Madame & Mister Sibarita (Espanha) na Moscow Fashion Week
Um exemplo dessa capacidade de adaptação é a marca espanhola Madame & Mister Sibarita, fundada em 2024, durante esse período de transformação estrutural. Sua fundadora, a designer Patricia Emma Fernandez Ortiz, tem apostado na expansão internacional, apresentando coleções na Itália, na Indonésia e na Moscow Fashion Week em março deste ano.
“Após nossa participação em semanas de moda (Fashion Weeks), fomos contatados por distribuidores interessados na nossa marca e, definitivamente, por muitas outras plataformas de moda que queriam que fizéssemos parte de suas estruturas.
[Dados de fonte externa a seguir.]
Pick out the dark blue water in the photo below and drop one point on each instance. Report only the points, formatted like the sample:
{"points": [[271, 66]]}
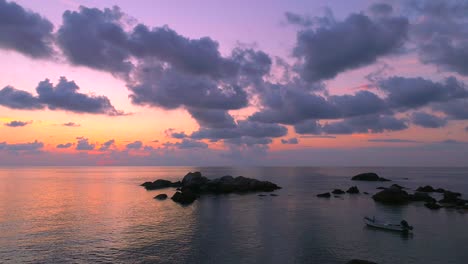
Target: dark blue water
{"points": [[100, 214]]}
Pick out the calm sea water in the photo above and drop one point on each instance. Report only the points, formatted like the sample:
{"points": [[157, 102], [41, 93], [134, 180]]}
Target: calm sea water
{"points": [[101, 215]]}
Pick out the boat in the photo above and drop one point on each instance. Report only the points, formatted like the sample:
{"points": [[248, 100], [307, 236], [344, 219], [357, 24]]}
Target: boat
{"points": [[401, 227]]}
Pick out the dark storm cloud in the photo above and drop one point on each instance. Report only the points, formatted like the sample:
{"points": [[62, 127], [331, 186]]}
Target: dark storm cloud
{"points": [[410, 93], [71, 124], [32, 146], [134, 145], [17, 99], [355, 42], [427, 120], [291, 141], [106, 145], [457, 109], [95, 38], [291, 106], [24, 31], [65, 96], [83, 144], [243, 128], [365, 124], [17, 123], [441, 33], [64, 146], [381, 9]]}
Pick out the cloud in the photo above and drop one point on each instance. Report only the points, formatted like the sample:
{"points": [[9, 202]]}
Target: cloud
{"points": [[83, 144], [28, 147], [71, 124], [291, 141], [427, 120], [24, 31], [106, 145], [96, 39], [440, 33], [17, 123], [17, 99], [355, 42], [64, 146], [187, 144], [394, 140], [134, 145], [412, 93]]}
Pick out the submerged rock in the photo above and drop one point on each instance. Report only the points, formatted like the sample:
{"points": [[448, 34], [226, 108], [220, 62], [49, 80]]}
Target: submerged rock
{"points": [[391, 196], [353, 190], [160, 184], [368, 176], [185, 197], [324, 195], [161, 196], [338, 191], [433, 205], [360, 261]]}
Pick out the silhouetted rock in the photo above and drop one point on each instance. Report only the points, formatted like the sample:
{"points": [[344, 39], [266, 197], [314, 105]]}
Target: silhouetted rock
{"points": [[185, 197], [433, 205], [426, 188], [391, 196], [161, 196], [160, 184], [421, 197], [338, 191], [368, 176], [397, 186], [360, 261], [353, 190], [324, 195]]}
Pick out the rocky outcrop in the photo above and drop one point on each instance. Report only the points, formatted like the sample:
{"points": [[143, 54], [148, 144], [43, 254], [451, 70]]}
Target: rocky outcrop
{"points": [[194, 184], [338, 191], [368, 176], [392, 196], [353, 190], [161, 196], [160, 184], [324, 195]]}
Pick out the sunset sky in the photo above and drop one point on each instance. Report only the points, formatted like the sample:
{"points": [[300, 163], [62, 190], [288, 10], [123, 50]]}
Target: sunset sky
{"points": [[319, 83]]}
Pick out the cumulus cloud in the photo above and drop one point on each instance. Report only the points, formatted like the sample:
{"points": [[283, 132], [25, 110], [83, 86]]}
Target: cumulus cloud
{"points": [[16, 123], [427, 120], [106, 145], [25, 31], [407, 93], [355, 42], [83, 144], [17, 99], [95, 38], [28, 147], [71, 124], [291, 141], [187, 144], [63, 96], [134, 145], [64, 146], [441, 34]]}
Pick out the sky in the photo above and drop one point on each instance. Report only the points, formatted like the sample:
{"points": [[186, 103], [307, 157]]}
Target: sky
{"points": [[217, 83]]}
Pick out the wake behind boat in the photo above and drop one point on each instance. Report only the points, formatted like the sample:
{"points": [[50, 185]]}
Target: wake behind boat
{"points": [[402, 227]]}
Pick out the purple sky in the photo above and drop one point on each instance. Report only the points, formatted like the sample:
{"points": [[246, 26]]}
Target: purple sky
{"points": [[239, 82]]}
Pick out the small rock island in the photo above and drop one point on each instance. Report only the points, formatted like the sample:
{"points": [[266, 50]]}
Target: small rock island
{"points": [[195, 184]]}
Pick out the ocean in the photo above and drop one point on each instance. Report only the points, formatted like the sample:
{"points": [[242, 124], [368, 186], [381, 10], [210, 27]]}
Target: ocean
{"points": [[102, 215]]}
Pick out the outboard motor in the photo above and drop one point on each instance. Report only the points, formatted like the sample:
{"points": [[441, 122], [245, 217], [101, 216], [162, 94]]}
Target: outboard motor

Isso não se traduziu diretamente em clientes finais ou vendas, mas sim em uma conquista de marketing”, observa Patricia Emma Fernandez Ortiz.
Em um contexto no qual participar do chamado “Big Four” (Paris, Nova York, Londres e Milão) tornou-se cada vez mais proibitivo em termos de custo, designers têm buscado plataformas alternativas que ofereçam tanto visibilidade quanto oportunidades comerciais. Entre as mais proeminentes está a Moscow Fashion Week que, somente em março, atraiu mais de 300 designers de diferentes países. A São Paulo Fashion Week, China Fashion Week, Lakmé Fashion Week e outros eventos em rápido crescimento também vêm ganhando relevância dentro do ecossistema global da moda.
“Participar de eventos internacionais como uma Fashion Week permite que uma marca se apresente sob os holofotes da mídia global. Não se trata apenas de um lançamento de marca com alta exposição, mas também de uma oportunidade para obter validação de instituições internacionais reconhecidas. Isso nos ajuda efetivamente a acessar, em um curto período de tempo, uma gama mais ampla de recursos da indústria, redes de compradores e potenciais clientes, construindo assim um reconhecimento de marca que ultrapassa fronteiras”, afirma Yan Haoyi, designer da marca chinesa Xuaujin, que participou da temporada recém-encerrada da Moscow Fashion Week.
Elisabetta na Moscow Fashion Week
Os resultados dessa abordagem já são visíveis. Após seu desfile em Moscou, a marca russa Za_Za recebeu um convite para participar da Semana de Moda da Costa Rica. A Kuchugova está expandindo sua presença no Cazaquistão e no Tajiquistão, enquanto, segundo a designer Alyona Chuprinina, sua marca Elisabetta fortaleceu seu posicionamento para continuar crescendo na Rússia e no exterior. A designer Darya Kipriyanova descreve a Moscow Fashion Week como um importante motor de crescimento: “Participamos três vezes e, em todas elas, tivemos resultados mensuráveis. Isso gerou convites de varejistas multimarcas, e hoje a marca está presente em seis cidades russas. Cada nova parceria está, direta ou indiretamente, ligada à exposição gerada durante a Fashion Week.”
Kuchugova na Moscow Fashion Week
Apesar da contínua transformação digital, os desfiles físicos não perderam relevância; pelo contrário, tornaram-se um pilar de crescimento para marcas de nicho. A designer brasileira Mayari Jubini, cuja marca Artemisi já foi adotada por grandes celebridades globais, enxerga as Semanas de Moda como uma etapa essencial da expansão internacional. “Plataformas como a Moscow Fashion Week são ferramentas poderosas para aumentar significativamente a visibilidade de uma marca. Elas reúnem imprensa internacional, compradores e líderes das indústrias criativas, criando um ambiente em que novas conversas sobre moda são moldadas”, enfatiza Mayari.
Sob sua perspectiva, participar dessas plataformas permite a Artemisi não apenas apresentar sua direção estética, mas também compartilhar sua expertise técnica com um público mais amplo. “Isso nos possibilita entrar em novos mercados, promover intercâmbio cultural e reforçar a ideia de que a moda pode ser, ao mesmo tempo, visionária e responsável”, conclui a designer.